What if the alert came pre-analyzed?

Instead of a raw JSON payload from Sentry, what if you received a calm message in Slack:

Jarvis Error Analysis: TypeError: Cannot read properties of undefined (reading 'id') in OrderService

Summary: TypeError in processNewOrder. The user object on the incoming order payload was null.

Potential cause: Commit a4e8b1c by jane.doe 15 minutes ago modified user hydration logic in AuthGateway. Most likely culprit.

Suggested action: Review recent changes in AuthGateway. Consider rolling back the last deployment while investigating.

We built this. We call it Jarvis.

The architecture: simple and serverless

No complex microservices needed. It's an event-driven flow stitching together tools we already had.

  1. Error captured: Sentry catches an exception.
  2. Webhook fired: Sentry sends the payload to our endpoint.
  3. Cloud function triggered: A TypeScript Cloud Function wakes up.
  4. Context gathered: The function parses the stack trace, fetches the last 5 commits from GitHub, and optionally queries observability metrics.
  5. AI analysis: Bundles everything into a prompt, sends to GPT-4.
  6. Slack report: The response is formatted and posted to #on-call-alerts.

The whole process takes about 10 seconds.

The core logic

Simplified, but this illustrates the flow:

import { Octokit } from "@octokit/rest";
import { OpenAI } from "openai";
 
const octokit = new Octokit({ auth: process.env.GITHUB_TOKEN });
const openai = new OpenAI({ apiKey: process.env.OPENAI_API_KEY });
 
export const errorTriageHandler = async (req, res) => {
  const errorPayload = req.body;
 
  const recentCommits = await getRecentCommits('my-org', 'my-repo');
  const prompt = buildAnalysisPrompt(errorPayload, recentCommits);
  const analysis = await getAIAnalysis(prompt);
  await postToSlack(analysis);
 
  res.status(200).send('Analysis complete.');
};
 
async function getRecentCommits(owner: string, repo: string) {
  const { data } = await octokit.repos.listCommits({
    owner,
    repo,
    per_page: 5,
  });
  return data.map(commit => ({
    sha: commit.sha.substring(0, 7),
    message: commit.commit.message,
    author: commit.commit.author?.name,
    date: commit.commit.author?.date,
  }));
}
 
function buildAnalysisPrompt(error: any, commits: any[]): string {
  const stackTrace = JSON.stringify(error.stacktrace, null, 2);
  const commitHistory = JSON.stringify(commits, null, 2);
 
  return `
    Analyze the following production error. Provide a summary, likely cause, and suggested action.
 
    **Error Stack Trace:**
    ${stackTrace}
 
    **Recent Commits (last 5):**
    ${commitHistory}
 
    Be direct and technical. Assume you are talking to a senior engineer.
  `;
}
 
async function getAIAnalysis(prompt: string): Promise<string> {
  const completion = await openai.chat.completions.create({
    model: 'gpt-4-turbo-preview',
    messages: [
      {
        role: 'system',
        content: 'You are an expert Senior Software Engineer named Jarvis. Analyze production errors and provide concise, actionable summaries. No apologies, no filler.',
      },
      { role: 'user', content: prompt },
    ],
  });
  return completion.choices[0].message.content || 'Analysis failed.';
}
 
async function postToSlack(message: string) { /* ... */ }

The real magic: the prompt

The difference between a useless summary and an actionable insight is often a few sentences in the system prompt. We don't want "I'm sorry you're seeing this error." We want "The error is in the payment module, likely caused by commit X."

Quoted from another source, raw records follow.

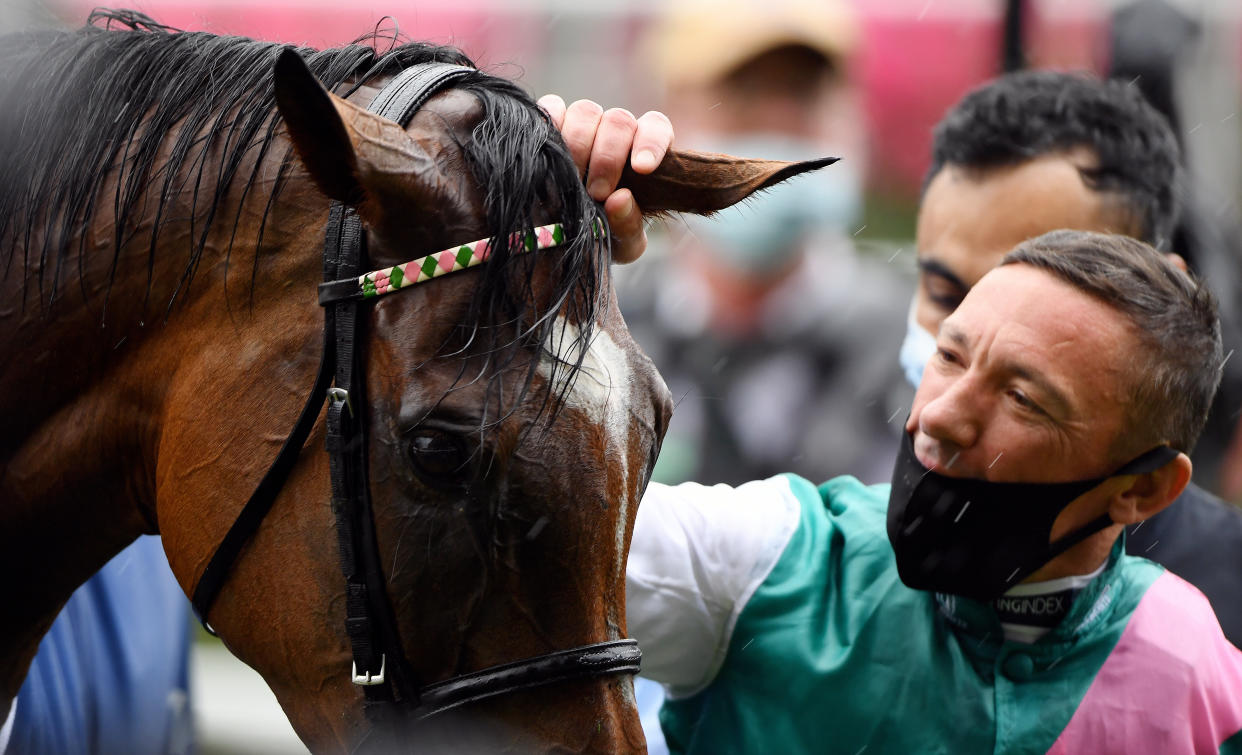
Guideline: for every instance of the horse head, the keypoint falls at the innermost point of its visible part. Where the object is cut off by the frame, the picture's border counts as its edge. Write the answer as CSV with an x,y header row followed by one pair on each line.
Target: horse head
x,y
511,422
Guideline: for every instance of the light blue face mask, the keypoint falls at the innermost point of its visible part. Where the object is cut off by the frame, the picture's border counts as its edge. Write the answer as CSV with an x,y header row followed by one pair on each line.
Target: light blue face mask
x,y
766,232
917,349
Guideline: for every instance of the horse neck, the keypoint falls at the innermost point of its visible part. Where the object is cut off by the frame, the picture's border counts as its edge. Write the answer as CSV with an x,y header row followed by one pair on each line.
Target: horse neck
x,y
87,393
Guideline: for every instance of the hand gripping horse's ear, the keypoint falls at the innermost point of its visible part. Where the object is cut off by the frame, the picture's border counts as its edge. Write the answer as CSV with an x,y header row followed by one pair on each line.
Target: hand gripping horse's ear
x,y
330,133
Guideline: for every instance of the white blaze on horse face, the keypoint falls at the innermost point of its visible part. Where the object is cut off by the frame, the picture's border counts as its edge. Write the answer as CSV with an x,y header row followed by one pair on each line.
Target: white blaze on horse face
x,y
601,391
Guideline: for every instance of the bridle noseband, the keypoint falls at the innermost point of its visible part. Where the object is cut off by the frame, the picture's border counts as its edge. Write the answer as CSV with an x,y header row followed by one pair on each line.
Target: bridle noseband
x,y
379,663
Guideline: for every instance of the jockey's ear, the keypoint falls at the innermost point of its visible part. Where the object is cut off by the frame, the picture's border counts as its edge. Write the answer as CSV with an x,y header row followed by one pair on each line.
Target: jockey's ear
x,y
703,183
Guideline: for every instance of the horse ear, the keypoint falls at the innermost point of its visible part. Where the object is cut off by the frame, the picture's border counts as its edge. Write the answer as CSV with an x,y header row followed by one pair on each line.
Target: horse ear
x,y
317,129
703,183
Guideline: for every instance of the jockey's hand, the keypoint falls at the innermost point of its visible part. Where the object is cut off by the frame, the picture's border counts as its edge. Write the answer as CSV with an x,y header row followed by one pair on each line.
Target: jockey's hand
x,y
601,142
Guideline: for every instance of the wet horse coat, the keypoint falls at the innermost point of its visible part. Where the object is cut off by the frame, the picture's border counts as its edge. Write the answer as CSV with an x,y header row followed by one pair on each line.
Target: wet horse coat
x,y
162,232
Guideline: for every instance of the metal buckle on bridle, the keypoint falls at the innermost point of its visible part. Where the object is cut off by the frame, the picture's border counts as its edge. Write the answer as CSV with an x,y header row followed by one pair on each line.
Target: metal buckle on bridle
x,y
339,395
369,679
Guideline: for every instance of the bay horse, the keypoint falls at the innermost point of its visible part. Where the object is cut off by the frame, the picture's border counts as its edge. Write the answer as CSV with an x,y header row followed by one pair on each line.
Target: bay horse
x,y
163,214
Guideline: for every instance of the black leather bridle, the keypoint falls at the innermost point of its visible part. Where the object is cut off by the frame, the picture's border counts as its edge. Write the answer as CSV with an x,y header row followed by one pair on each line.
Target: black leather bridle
x,y
379,663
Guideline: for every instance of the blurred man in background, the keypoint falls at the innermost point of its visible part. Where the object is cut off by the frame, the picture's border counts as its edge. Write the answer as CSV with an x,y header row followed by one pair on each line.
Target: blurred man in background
x,y
769,327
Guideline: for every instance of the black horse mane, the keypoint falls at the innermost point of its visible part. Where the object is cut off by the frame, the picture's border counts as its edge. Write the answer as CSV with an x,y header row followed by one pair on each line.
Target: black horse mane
x,y
78,106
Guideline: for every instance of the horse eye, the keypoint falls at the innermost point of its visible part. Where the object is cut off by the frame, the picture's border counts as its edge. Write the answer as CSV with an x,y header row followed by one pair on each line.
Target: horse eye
x,y
439,456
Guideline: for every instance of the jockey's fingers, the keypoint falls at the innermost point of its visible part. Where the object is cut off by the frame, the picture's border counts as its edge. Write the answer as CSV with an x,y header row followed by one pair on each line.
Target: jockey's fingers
x,y
578,128
610,152
651,140
625,220
554,106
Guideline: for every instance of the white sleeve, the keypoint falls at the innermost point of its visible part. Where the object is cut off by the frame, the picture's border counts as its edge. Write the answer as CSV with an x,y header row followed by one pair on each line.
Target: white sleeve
x,y
697,556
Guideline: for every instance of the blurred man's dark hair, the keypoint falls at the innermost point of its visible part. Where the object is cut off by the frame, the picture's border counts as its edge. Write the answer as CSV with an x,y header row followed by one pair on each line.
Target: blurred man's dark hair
x,y
1031,113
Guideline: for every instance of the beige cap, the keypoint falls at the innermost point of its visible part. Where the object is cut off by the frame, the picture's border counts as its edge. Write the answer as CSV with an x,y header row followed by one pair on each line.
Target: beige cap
x,y
701,41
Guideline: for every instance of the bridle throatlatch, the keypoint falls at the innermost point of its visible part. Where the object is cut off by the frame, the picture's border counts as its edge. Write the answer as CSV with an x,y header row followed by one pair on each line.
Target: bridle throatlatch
x,y
379,663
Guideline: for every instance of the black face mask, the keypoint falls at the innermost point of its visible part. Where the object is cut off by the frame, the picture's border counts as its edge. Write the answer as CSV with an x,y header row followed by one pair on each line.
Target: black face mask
x,y
978,538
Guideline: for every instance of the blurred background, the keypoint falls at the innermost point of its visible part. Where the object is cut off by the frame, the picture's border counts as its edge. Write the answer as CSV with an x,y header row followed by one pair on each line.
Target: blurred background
x,y
799,347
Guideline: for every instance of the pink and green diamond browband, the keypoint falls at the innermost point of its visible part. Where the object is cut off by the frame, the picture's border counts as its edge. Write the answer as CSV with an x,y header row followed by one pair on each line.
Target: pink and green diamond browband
x,y
379,282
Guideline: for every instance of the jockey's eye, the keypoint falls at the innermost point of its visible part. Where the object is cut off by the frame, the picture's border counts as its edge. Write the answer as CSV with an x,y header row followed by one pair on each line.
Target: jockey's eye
x,y
440,457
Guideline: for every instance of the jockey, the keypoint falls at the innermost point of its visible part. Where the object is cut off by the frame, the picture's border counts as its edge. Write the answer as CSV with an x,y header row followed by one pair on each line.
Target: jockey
x,y
789,616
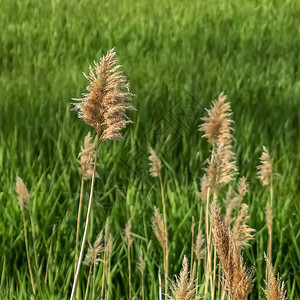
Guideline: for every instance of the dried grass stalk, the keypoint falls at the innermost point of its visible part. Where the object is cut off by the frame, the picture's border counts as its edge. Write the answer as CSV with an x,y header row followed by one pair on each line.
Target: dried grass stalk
x,y
238,277
275,289
217,126
184,286
103,107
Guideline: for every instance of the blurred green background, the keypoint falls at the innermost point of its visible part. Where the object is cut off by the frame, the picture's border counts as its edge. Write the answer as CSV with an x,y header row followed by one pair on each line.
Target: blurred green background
x,y
178,56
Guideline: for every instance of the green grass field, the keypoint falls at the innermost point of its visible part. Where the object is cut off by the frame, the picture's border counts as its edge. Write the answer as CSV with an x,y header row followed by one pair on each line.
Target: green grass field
x,y
178,56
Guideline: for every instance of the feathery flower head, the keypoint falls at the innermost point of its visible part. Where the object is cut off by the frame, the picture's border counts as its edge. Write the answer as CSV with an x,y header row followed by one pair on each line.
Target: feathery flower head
x,y
265,173
94,251
199,248
23,194
87,158
159,228
155,164
242,233
222,168
238,277
104,105
183,288
217,126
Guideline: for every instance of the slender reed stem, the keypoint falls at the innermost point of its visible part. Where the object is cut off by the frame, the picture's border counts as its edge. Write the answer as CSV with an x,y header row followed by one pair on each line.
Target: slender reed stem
x,y
78,224
129,270
27,253
166,241
88,283
86,222
49,254
34,248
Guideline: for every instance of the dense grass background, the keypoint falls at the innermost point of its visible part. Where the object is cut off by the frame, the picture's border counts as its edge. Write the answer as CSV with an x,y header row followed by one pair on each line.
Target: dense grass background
x,y
178,56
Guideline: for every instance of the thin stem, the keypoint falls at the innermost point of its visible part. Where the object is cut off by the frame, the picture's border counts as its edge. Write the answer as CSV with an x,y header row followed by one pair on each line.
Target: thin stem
x,y
49,255
129,271
86,222
88,283
27,253
166,241
34,247
78,224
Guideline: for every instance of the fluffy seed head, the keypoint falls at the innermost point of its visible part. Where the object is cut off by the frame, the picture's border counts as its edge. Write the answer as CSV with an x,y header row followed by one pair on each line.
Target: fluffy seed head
x,y
104,105
159,228
23,195
155,164
199,248
183,288
238,277
92,256
242,233
217,126
265,173
221,168
275,289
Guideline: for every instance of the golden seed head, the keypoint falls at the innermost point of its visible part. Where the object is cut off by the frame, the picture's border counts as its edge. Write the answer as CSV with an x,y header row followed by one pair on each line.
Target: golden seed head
x,y
217,126
265,173
104,105
155,164
183,288
23,195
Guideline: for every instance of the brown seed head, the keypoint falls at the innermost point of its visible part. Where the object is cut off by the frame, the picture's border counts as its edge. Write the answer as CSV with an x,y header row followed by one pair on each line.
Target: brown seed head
x,y
155,164
242,233
265,173
23,195
104,105
183,288
275,289
159,228
217,126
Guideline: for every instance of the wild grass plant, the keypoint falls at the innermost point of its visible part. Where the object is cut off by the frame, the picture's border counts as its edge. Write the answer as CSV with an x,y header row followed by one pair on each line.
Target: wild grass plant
x,y
243,50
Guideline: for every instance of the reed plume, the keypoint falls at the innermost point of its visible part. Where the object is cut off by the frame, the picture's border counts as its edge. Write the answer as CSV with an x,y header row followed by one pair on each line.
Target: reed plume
x,y
184,286
238,277
141,267
275,289
128,241
103,107
241,232
23,197
155,171
217,126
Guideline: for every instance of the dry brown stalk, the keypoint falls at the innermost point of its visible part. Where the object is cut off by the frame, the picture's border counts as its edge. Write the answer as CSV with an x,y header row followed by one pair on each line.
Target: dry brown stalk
x,y
141,267
275,289
128,241
241,232
23,197
184,286
103,107
217,126
49,260
238,278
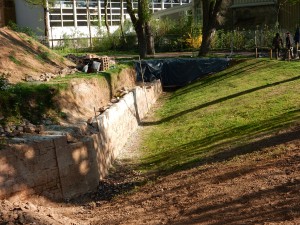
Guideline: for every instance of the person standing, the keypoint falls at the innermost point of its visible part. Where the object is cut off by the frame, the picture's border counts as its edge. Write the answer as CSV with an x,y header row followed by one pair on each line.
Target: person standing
x,y
297,40
277,44
288,45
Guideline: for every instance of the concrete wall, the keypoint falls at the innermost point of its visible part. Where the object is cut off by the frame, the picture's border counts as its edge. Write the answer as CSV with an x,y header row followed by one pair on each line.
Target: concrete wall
x,y
50,166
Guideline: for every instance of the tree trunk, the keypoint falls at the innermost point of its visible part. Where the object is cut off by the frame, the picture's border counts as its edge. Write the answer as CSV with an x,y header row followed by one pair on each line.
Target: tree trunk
x,y
211,11
150,39
89,22
106,16
46,21
141,35
124,41
139,28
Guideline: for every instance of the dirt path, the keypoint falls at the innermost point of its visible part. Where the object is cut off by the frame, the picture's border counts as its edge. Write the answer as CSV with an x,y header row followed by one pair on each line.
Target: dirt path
x,y
261,186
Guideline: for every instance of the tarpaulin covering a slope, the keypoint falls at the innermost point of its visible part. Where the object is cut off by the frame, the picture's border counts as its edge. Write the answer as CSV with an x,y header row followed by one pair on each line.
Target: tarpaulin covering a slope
x,y
178,72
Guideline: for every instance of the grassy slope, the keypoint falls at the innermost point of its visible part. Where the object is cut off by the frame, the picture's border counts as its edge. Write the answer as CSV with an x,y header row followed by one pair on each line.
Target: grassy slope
x,y
222,114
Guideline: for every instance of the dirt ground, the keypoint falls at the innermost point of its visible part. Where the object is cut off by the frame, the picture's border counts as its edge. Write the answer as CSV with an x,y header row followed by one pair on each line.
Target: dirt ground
x,y
22,56
258,184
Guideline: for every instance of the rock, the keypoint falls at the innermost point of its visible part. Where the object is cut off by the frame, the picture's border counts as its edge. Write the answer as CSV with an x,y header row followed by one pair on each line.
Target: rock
x,y
103,108
29,129
1,129
29,78
20,128
40,128
114,100
7,129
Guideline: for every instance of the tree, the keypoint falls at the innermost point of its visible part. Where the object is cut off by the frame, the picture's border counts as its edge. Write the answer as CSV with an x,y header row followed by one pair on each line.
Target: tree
x,y
106,16
212,16
140,20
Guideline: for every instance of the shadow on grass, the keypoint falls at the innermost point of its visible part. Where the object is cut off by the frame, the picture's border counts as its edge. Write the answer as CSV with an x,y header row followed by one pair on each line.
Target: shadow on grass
x,y
209,80
224,145
217,101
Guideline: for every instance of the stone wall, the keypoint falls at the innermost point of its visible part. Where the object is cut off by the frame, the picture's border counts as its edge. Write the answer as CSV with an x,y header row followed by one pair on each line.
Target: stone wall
x,y
50,166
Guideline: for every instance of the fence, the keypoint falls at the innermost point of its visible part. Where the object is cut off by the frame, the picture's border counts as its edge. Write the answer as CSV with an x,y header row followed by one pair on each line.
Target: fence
x,y
236,40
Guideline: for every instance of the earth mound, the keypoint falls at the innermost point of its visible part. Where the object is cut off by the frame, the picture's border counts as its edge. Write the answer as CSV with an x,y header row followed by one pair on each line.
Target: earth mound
x,y
22,56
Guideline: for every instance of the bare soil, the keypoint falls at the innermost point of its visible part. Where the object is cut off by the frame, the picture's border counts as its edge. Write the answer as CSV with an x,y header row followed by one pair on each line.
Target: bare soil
x,y
23,56
256,184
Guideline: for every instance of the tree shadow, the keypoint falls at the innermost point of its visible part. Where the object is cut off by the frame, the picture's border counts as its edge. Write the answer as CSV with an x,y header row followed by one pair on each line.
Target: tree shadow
x,y
210,80
222,146
166,119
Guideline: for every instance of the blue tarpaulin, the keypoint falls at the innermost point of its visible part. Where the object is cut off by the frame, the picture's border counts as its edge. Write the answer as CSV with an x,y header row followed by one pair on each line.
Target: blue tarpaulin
x,y
178,72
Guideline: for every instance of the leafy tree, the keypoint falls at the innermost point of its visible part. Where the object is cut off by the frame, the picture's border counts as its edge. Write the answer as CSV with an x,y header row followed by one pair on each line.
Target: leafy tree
x,y
141,23
212,16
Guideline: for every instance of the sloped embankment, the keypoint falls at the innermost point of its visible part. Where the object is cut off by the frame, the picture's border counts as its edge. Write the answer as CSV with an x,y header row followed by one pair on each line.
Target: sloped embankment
x,y
23,56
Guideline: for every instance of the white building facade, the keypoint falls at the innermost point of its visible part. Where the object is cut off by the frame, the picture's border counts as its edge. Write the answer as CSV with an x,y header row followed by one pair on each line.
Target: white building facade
x,y
71,18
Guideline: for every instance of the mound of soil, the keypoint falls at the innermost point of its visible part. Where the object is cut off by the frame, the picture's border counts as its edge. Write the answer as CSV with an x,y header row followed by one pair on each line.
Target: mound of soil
x,y
23,56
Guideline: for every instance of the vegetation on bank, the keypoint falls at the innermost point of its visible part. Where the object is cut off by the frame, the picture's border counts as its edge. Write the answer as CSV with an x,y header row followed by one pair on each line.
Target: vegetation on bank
x,y
35,101
223,115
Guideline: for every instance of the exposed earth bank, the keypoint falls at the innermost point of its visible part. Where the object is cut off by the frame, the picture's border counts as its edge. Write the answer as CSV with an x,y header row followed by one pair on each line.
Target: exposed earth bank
x,y
23,58
255,184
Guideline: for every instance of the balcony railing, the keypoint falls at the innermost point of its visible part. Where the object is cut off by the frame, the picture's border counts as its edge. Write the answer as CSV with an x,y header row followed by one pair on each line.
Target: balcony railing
x,y
246,3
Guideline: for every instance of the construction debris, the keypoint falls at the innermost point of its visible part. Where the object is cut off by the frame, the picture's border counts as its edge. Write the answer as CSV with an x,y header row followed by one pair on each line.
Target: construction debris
x,y
91,63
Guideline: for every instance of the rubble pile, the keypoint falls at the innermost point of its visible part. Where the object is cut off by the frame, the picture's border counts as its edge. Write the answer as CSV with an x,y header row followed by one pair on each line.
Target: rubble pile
x,y
119,94
19,130
45,77
91,63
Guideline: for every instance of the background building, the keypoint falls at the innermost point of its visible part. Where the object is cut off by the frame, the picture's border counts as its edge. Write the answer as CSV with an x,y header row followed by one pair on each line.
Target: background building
x,y
7,12
76,18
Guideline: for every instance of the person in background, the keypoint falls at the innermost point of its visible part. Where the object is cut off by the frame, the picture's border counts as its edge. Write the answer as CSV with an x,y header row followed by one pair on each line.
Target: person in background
x,y
297,40
288,45
277,44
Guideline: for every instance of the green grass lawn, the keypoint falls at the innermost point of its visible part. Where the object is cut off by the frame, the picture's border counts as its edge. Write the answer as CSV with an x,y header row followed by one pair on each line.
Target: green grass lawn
x,y
223,115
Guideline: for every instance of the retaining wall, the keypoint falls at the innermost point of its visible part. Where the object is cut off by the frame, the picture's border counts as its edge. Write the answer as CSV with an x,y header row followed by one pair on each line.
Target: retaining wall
x,y
52,167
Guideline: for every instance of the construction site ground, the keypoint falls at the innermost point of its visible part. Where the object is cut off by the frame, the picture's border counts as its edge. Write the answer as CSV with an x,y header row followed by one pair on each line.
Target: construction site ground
x,y
258,185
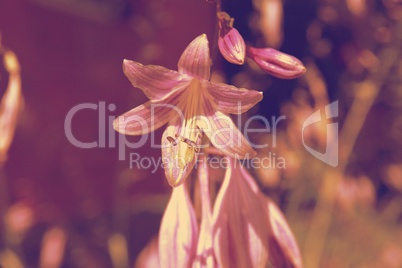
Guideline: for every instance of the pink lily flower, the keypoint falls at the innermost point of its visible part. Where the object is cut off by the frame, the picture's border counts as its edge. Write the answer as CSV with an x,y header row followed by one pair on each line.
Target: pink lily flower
x,y
248,226
191,105
276,63
239,228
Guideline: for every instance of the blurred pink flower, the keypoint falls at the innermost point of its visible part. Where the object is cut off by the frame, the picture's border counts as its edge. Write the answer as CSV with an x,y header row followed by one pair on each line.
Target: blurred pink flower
x,y
10,103
230,42
276,63
247,226
191,105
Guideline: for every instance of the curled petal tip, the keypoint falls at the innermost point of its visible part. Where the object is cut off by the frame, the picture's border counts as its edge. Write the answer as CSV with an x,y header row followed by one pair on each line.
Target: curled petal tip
x,y
195,59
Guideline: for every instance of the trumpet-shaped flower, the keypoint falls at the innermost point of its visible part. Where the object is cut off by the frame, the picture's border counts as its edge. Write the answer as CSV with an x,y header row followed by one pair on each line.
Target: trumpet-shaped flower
x,y
191,105
247,226
239,227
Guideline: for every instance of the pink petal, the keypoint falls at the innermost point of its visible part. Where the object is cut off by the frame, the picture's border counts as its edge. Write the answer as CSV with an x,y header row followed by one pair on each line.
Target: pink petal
x,y
195,59
282,243
149,116
177,165
205,251
10,103
155,81
223,133
178,232
239,230
233,100
149,256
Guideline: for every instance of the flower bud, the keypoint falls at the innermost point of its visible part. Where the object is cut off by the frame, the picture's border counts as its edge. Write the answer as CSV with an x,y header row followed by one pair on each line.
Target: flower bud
x,y
231,43
276,63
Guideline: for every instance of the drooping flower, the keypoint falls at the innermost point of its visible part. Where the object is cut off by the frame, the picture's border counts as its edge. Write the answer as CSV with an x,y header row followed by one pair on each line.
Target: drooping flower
x,y
248,226
276,63
231,44
240,229
191,105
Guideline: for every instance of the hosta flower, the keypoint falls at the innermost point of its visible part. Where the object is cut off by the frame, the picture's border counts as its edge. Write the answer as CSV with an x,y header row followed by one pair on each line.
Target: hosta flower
x,y
231,44
191,105
248,227
276,63
239,227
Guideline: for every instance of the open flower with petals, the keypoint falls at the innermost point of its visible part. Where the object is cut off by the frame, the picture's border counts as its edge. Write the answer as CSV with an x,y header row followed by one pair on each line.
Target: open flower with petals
x,y
191,105
248,227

Providing structured context (stack trace, commit history) gives the model the raw data to draw logical connections. Time spent tuning these prompts is probably the highest-ROI activity I did all year.

Results

  • MTTR is down. Engineers get a head start with the correct root cause often already identified. 30-45 minute diagnoses now take under 5.
  • Cognitive load is reduced. Instead of a puzzle, engineers get a set of clues.
  • Better post-mortems. Jarvis's initial analysis provides a solid starting point.

The system costs a few dollars a month in Cloud Function and API fees. It's paid for itself many times over in saved hours and reduced stress.

Build your own Jarvis. Your sleep schedule will improve.